We needed to talk to residents about leaving garbage out. We split up in to groups, and as I was raising my hand to knock on my first door, I heard “bear!”
A large black bear was actively digging through garbage at the house, and then moved on next door where compost was left out. I followed him, took pictures, and called the staff member for the city, as the bear moved on to another part of the neighborhood. The staff had to collect evidence and talk to the people leaving garbage out.
The City of Coquitlam has given out over 200 tickets this yearat $500 each. I have to praise the City of Coquitlam for being so proactive about trying to stop these conflicts, and implementing serious fines.
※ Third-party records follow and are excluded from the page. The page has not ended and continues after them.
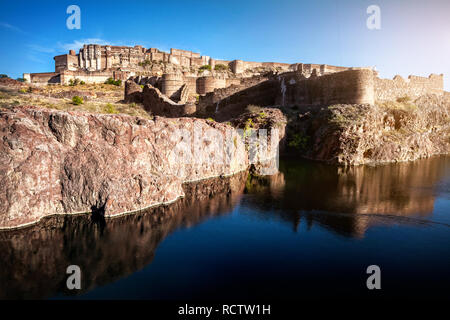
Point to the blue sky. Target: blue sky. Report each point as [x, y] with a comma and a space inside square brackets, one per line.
[414, 37]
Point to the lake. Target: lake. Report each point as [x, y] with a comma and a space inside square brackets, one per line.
[309, 231]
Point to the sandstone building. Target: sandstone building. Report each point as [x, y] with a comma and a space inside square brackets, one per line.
[183, 82]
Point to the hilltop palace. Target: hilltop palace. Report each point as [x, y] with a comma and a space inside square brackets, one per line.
[182, 73]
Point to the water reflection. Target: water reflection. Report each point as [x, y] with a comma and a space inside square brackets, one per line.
[34, 260]
[346, 201]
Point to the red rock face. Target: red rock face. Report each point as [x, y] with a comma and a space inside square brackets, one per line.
[54, 162]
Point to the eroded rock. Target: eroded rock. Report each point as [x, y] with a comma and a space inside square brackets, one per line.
[54, 162]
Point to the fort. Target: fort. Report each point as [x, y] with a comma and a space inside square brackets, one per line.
[184, 82]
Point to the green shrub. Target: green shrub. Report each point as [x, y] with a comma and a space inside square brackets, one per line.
[205, 67]
[220, 67]
[114, 82]
[109, 108]
[76, 100]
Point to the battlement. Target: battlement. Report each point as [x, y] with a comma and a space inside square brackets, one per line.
[413, 86]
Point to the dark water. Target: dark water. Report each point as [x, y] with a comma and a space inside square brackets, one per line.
[308, 232]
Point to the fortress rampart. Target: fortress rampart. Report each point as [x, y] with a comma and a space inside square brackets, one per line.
[413, 87]
[184, 76]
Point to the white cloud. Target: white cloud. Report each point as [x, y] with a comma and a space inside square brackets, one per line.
[42, 49]
[10, 27]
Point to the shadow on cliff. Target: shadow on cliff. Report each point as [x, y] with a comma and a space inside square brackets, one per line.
[34, 259]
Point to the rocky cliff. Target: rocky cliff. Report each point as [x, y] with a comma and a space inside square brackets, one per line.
[54, 162]
[393, 131]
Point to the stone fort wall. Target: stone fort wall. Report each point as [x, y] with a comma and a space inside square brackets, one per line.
[413, 87]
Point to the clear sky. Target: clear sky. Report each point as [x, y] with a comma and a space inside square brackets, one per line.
[414, 37]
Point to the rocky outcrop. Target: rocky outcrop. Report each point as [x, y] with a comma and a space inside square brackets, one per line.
[132, 92]
[54, 162]
[107, 251]
[372, 134]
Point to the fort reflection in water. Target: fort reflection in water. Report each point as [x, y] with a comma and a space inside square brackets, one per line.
[346, 201]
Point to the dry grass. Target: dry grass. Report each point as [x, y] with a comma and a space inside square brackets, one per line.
[403, 104]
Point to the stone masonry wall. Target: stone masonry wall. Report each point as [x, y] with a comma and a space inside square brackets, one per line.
[414, 86]
[351, 86]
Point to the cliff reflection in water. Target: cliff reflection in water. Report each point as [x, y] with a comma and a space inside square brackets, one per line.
[34, 260]
[346, 201]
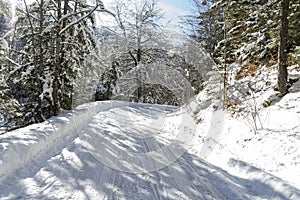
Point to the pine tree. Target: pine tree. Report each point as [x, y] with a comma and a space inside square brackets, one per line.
[282, 60]
[54, 42]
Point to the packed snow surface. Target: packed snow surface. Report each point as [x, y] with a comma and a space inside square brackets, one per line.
[119, 150]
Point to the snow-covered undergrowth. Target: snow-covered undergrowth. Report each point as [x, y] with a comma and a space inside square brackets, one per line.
[21, 146]
[100, 148]
[273, 145]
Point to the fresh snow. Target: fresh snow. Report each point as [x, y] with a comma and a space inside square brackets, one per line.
[121, 150]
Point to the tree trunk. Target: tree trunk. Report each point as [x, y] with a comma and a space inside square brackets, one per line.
[282, 58]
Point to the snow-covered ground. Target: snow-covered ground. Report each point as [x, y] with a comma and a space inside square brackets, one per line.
[119, 150]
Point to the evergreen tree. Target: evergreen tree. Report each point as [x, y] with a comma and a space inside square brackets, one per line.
[54, 43]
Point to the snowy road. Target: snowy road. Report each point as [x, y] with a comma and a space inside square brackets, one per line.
[130, 152]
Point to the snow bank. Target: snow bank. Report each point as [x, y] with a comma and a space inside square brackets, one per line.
[274, 148]
[19, 147]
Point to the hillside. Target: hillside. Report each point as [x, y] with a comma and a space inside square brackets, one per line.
[119, 150]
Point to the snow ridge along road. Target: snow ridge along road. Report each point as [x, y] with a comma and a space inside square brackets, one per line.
[119, 150]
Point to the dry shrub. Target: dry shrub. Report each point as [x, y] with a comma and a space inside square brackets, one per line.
[248, 69]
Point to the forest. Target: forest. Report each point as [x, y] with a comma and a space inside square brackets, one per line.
[55, 55]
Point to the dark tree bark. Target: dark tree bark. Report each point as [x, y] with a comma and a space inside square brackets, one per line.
[282, 59]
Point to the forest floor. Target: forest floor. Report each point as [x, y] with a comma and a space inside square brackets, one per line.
[119, 150]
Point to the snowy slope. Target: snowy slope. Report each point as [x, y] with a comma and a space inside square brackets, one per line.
[117, 150]
[274, 147]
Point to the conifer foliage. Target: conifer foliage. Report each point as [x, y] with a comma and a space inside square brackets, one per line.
[52, 41]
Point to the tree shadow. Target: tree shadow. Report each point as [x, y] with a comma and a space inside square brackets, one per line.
[89, 168]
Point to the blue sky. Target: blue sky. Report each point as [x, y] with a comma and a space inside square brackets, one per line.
[175, 8]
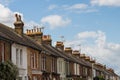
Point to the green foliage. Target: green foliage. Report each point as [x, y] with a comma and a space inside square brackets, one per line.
[8, 71]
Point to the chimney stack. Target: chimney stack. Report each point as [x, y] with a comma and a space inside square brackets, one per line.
[68, 50]
[46, 39]
[18, 24]
[76, 53]
[36, 34]
[60, 45]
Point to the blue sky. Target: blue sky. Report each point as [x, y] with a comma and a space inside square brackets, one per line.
[94, 24]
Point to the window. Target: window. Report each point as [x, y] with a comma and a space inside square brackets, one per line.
[17, 57]
[2, 52]
[53, 65]
[21, 56]
[33, 58]
[43, 59]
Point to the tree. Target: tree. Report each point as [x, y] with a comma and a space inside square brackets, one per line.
[8, 71]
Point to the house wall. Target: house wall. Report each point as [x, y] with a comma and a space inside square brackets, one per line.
[5, 52]
[34, 64]
[22, 66]
[61, 68]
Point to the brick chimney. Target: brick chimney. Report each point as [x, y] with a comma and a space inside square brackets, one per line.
[46, 39]
[82, 56]
[36, 34]
[87, 58]
[76, 53]
[18, 24]
[60, 45]
[68, 50]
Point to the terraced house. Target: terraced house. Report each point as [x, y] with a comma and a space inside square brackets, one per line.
[37, 59]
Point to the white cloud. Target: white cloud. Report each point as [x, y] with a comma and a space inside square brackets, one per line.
[55, 21]
[51, 7]
[87, 34]
[106, 2]
[103, 51]
[78, 6]
[5, 2]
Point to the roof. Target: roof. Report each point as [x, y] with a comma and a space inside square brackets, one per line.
[10, 34]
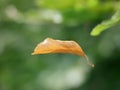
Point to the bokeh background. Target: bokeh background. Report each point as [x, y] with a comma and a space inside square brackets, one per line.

Unfortunately, not everyone is listening or cares. It’s a frustrating job.
As we moved from house to house, I heard many stories of how this neighbor or that neighbor was allegedly responsible. We also heard how some neighbours have tried talking to them those leaving out attractants no avail. One of the houses the bear was eating at was an empty house up for sale. The owners left garbage out three weeks ago when they left, didn’t set it out for pick up, and the bear was coming back for it. A few of the neighbors even called the realty company with no response.
Halfway through that day, he came out again! He was hazed (yelled at) and he took off.
We met very scared people: one man was just about to take a walk with his baby and dog, but turned around to go the opposite way, unable to go to the local park; an elderly woman who had to wait inside her house and be late for work a few mornings as the bear was sitting outside her front door on the lawn; another woman who said she walked outside one day and the bear came around the corner and they practically collided with each other; one homeowner was fixing his fence a bear had smashed when we approached him; and one man who no longer goes out for a run, and bought a treadmill. Lifestyles have had to change, even if some people don’t think it’s a problem. It’s a problem.
As we continued house to house, all I kept thinking is this bear, a majestic beautiful creature, will be dead soon. And it’s not even his fault. A smorgasbord of food was left out for him consistently, and he needs to fatten up for winter. Why wouldn’t he take advantage of that? Now he might become habituated to humans, and as they say “a fed bear is a dead bear.” It deeply upset me to think this guy won’t last too much longer, for foraging any way he can.
The Fur-Bearers has repeated over and over and over, as has this city, and every other group concerned with the well-being of wildlife. You cannot feed wildlife. You cannot leave garbage or attractants out. Because some of these people did, they may have signed the death warrant for this bear.